Monday, May 21, 2007

Murder Set Pieces (2004)

Fear: 0/5
Gore: 2/5
Creepiness: 0/5
Entertainment: 1/5
Nightmares: 0/5
T and A: 4/5

File this under shit sandwich with a side of filthy rotten pickles. Murder Set Pieces opens up with interesting footage shot of the 9/11 terrorist attacks (why this was chosen to open up this shitfest is beyond me). A young female voice then croons, 'Just you wait a little while, the nasty man in black will come. With his little chopper, he will chop you up.' Interesting way to start the film for sure and it definitely peaked my interest (aside from the claim on the good ol' video box of it being one of the most 'disturbing' films released in the last 10 years). The only thing disturbing about this flick is how fucking retarded and insulting it is to the slasher genre. This movie irritated me on so many levels its not even funny.
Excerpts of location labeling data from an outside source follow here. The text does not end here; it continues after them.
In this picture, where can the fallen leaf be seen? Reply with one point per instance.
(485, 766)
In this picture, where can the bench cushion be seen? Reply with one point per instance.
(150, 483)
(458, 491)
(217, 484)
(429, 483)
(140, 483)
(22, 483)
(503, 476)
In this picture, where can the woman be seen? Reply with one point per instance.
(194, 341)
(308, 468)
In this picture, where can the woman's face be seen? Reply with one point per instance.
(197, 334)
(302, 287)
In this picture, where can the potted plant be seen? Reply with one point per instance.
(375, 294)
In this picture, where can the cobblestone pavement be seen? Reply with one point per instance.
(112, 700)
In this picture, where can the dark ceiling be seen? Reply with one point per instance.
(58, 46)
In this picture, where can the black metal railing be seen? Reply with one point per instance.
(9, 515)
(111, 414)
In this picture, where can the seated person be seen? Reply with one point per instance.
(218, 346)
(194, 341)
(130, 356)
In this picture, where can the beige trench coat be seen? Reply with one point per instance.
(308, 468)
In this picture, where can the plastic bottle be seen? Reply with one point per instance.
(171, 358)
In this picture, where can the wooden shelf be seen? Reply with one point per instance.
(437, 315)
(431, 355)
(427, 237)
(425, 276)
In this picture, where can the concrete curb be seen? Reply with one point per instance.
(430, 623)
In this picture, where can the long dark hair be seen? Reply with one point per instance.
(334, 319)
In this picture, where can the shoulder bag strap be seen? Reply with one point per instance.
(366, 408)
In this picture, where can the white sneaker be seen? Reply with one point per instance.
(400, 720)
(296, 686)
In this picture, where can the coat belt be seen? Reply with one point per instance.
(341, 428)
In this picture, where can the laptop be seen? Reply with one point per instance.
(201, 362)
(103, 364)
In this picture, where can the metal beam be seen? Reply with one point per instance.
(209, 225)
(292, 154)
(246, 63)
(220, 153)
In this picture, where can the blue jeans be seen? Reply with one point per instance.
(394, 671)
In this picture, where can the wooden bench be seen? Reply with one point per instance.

This pile of steamy shit involves a German fashion photographer who, for reasons unknown and not explained in these crap frames committed to film, has a penchant for killing his female subjects. Photograph nude ladies, hack them up after making sweet intercourse (I just watched Borat, sue me), rinse and repeat. That's the basis for this movie. And what starts off as being perceived to be the worst German accent you've ever heard, becomes even funnier when you find out (through a little research on the interwebs) that the lead actor is actually from Germany. Either its the shitty writing that lends itself to the over pronunciation of this fine accent, a really bad director, or both. I'm going with both. To top it all off, there is a reasonable amount of blood (always good) but the most poorly shot scenes that I have ever witnessed when it comes to slasher films. There are a lot of scenes that imply the gory details of bodily desecration but never show the mess as it ensues. Poorly shot camera angles plus jerky movement, minus zooming in on the bloody goodness equals the final ingredient in this shit stew. Even the T and A was awkwardly shot for fuck sakes. Yes, the fundamental centerpiece of every slasher film is the inclusion of some good ol' boobies. What was set up as this guy being touted as a 'serious' fashion photographer immediately illicited side splitting laughs from this reviewer when we catch a glimpse of his first photo shoot. The way that these overly siliconed, bending over like a porn shoot, women were being photgraphed was anything but fashionable. On second thought, these were probably the best scenes shot in the movie as they are fucking hysterical.

I hate sounding like a 3rd grader that just discovered cuss words but this movie is really fucking terrible. I can take a bad horror movie when it is obviously intended to be bad but I become thoroughly irritated when, for all intensive purposes, it presents itself as being serious when in fact it should not have been. Avoid this at all costs.

Cortez the Killer


the fucking beard said...

How can you expect me to avoid something with a T&A rating of 4? I'm only human for God's sake!

Anonymous said...

I hate to say it, but this is the first time I have ever heard you give a movie a bad rating. Ever! I don't even think you are negative ever, so now I'm tempted to watch this movie just so I can find out what got you all riled up!

Complaint D said...

The tip-off should have been the testamonial across the front from Hustler magazine.